UNFINISHED
Always consider DNS in infrastructure changes
Background
I work at BoreDM writing software for geotechnical engineers. Over the past few weeks we have migrated our infrastructure from Porter to SST.
Early in the morning on Wednesday, November 12th, we finished testing and began the process of replacing our Porter app with the new, SST-deployed service. This involved putting up a maintenance page, copying over S3 buckets and our production postgres database, and finally modifying our DNS settings to point toward our new resources (through AWS Route 53, they were pointed to Cloudflare and then to Porter-created resources there).
Everything seemed to go well. My co-worker and I tested thoroughly and found ourselves on the new deployment with everything working correctly. We went to sleep feeling good about the migration.
A few hours later, when our west-coast users started logging on, I was awakened by a call from my boss. He told me that some people were unable to access the app. They were still seeing the maintenance page that we served through a Cloudflare worker. Having just pulled an all-nighter getting this upgrade out, I simply removed the worker rule, confirmed that the users were now able to access the app, and went back to sleep.

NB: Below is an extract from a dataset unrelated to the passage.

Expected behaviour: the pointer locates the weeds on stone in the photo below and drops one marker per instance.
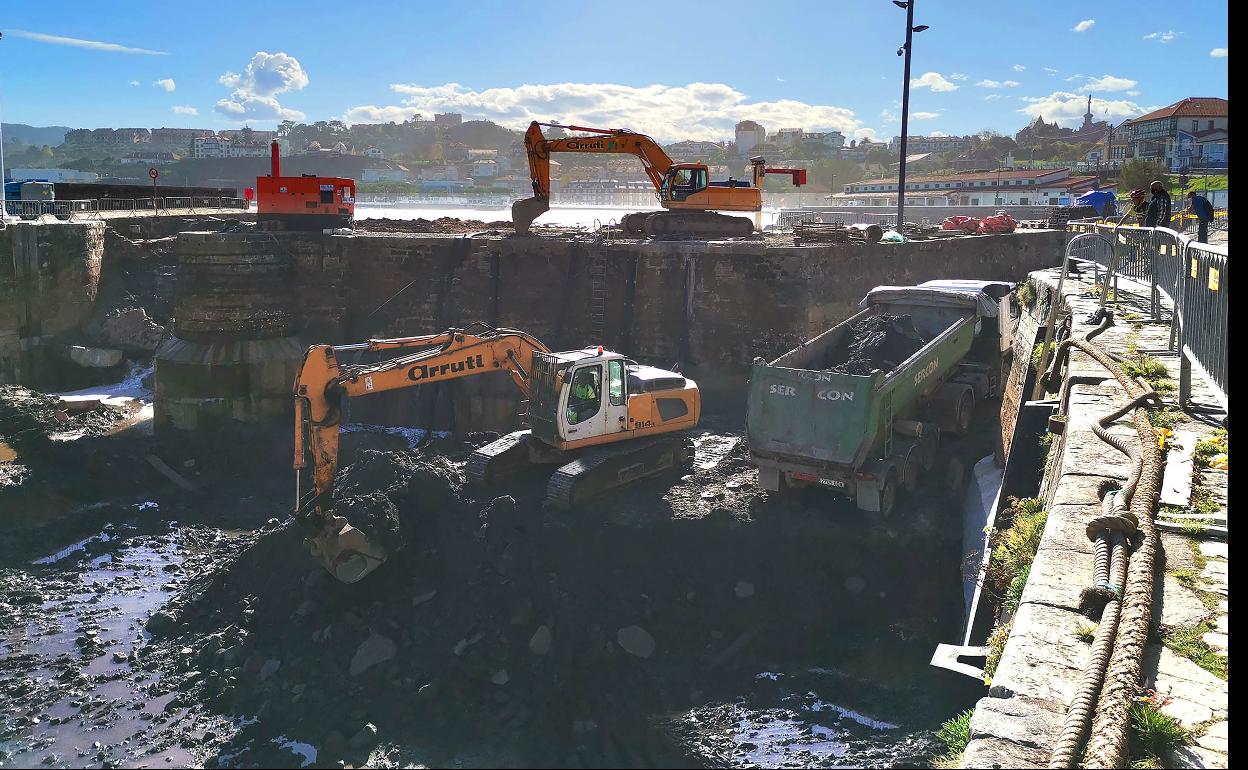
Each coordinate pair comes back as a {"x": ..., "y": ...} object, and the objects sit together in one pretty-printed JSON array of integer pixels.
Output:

Later that day, we believed that the release had been a success. The app was up and we didn't hear any complaints! However, a few hours later, we received a report of data loss. The user claimed that they entered a large amount of data and then it vanished completely when they reloaded the page.
Looking at their session replay in DataDog, I noticed something peculiar: the loading screen in our app was the old version before this huge release. It hit me - some users are still on our old system because of DNS propagation issues.
After panicking briefly, we decided to look in DataDog to determine the extent of the problem. Looking at requests to our old service and the new one, we found that 10% of all requests to our backend were being routed to the old deployment. Disaster.
We kept the old deployment up in case something went wrong. We thought that we could switch the DNS back if needed. Encountering the problem in production, however, we realized that rolling back was not possible because 90% of the changes occurred on our new database. Our platform had effectively diverged: some users were operating on the old database, some on the new one, and they might even be ping-ponging back and forth between them, seeing data vanish and then reappear.
We decided that the first course of action was to stop the bleeding. We killed the old backend, causing users with slow DNS propagation to encounter an error instead of writing data into our old database.
From there, we began brainstorming about how to rectify our diverged databases. We had the version of our production database that we moved over last night and came to the conclusion that the best solution would be to dump the current version of our old database, diff the two databases, and apply that diff to our new database.
We tried using pg-diff for this but it stalled on a table that had 100k rows. We have a few tables with millions of rows, so we abandoned that idea. We decided to write our own database diffing tool that was more efficient. We put the two database dumps in their own schemas within the same local Postgres instance.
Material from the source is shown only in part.